Sources vary whether Russia was recognized as the power that would guarantee the settlement; this claim is made by Jacek Jędruch and Norman Davies, but rejected by Jacek Staszewski and explicitly noted as erroneous in the edited work by Zbigniew Wójcik.

==Aftermath and significance==
The Silent Sejm marked the end of Augustus II's attempts to create an absolute monarchy in Poland; he subsequently focused his efforts on securing the succession of his son to the Polish throne.

While some beneficial reforms were passed (such as the establishment of standing taxes for the military), the Sejm is regarded negatively by modern historians. The reduction in the size of the army and the establishment of Russia's position as the settlement's proposed (even if rejected) guarantor reinforced Commonwealth military inferiority compared to its neighbors, and unofficially, put it in the position of a Russian protectorate. The Russian tsar, as the proposed guarantor, now had a convenient excuse to intervene in Polish politics at will. With a reduced army, removal of Saxon troops and the right to form confederations, the nobility and the king had less power to fight one another – or, not coincidentally, to resist outside forces. Russian troops remained in the Commonwealth for two years, supporting opposition to Augustus, and Russia soon reached an agreement with other powers to put an end to further attempts at the reform and strengthening of the Commonwealth. Thus the Silent Sejm is regarded as one of the first precedents for the Russian Empire dictating Polish internal policy, and a precursor to the partitions of Poland, which erased the Commonwealth from world maps by 1795. Historian Norman Davies wrote that this Sejm "effectively terminated the independence of Poland and Lithuania".

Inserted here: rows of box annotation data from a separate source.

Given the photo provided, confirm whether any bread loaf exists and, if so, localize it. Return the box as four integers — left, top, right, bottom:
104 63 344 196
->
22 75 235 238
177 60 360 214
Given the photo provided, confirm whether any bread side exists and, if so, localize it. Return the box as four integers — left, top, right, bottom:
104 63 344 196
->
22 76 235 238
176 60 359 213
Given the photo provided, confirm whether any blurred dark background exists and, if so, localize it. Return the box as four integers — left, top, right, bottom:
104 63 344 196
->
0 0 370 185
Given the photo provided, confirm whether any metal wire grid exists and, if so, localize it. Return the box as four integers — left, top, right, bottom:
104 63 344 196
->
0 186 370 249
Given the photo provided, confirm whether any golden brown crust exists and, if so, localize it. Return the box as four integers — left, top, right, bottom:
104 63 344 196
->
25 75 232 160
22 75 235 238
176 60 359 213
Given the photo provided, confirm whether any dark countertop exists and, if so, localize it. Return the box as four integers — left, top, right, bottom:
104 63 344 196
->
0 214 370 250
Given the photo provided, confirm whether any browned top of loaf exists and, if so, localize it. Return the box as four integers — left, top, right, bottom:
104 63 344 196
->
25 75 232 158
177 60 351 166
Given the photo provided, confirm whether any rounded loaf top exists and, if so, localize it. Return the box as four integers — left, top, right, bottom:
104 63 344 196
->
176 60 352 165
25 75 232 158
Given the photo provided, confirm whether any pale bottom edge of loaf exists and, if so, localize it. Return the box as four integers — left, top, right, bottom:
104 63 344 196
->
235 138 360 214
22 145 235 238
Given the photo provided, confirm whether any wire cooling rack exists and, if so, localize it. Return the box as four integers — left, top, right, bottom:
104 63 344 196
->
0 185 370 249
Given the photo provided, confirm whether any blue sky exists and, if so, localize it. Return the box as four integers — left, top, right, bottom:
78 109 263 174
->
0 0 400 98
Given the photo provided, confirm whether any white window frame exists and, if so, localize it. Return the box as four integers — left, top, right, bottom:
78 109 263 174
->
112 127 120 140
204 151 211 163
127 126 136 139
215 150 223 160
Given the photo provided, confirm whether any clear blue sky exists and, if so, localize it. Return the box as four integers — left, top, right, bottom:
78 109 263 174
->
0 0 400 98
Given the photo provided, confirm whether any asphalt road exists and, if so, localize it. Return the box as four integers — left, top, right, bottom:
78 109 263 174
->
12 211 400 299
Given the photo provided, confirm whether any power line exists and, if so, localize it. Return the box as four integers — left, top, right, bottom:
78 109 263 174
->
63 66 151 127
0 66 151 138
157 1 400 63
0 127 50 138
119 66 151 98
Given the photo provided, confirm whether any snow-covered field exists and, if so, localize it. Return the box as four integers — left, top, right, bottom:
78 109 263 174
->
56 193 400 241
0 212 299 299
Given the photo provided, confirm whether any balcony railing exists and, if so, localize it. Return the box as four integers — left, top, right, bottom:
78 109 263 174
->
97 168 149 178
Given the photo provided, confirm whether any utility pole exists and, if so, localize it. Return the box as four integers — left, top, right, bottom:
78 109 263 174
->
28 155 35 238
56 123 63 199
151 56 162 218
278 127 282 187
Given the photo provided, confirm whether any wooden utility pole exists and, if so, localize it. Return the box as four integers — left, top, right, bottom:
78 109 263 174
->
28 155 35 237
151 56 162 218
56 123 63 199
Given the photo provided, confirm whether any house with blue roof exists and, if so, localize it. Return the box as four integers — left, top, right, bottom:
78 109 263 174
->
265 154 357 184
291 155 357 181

The system created by the Silent Sejm dominated the Polish political scene until the late 18th century, when a new wave of reforms led to the Constitution of the 3 May, soon followed by partitions of Poland and loss of Polish sovereignty for 123 years.

==Notes==
a Through some sources claim that the entire Sejm was silent, or that only Ledóchowski spoke, in fact several people spoke during the Sejm. Józef Szujski notes that the Sejm begun with a long speech by Ledóchowski, that other marshals of provincial confederations were allowed to speak in order to renounce their positions, that the chancellor Jan Sebastian Szembek was able to reply to them, and that the deputy and commissar Michał Potocki read the constitution and relevant treaties. At the same time, the sources agree that most of the deputies were prevented from speaking; Szujski notes that hetman Stanisław Mateusz Rzewuski was refused the right to speak. Archbishop of Gniezno and primate of Poland, Stanisław Szembek, "stormed out in a fury", complaining about being not allowed to voice his position in the discussion.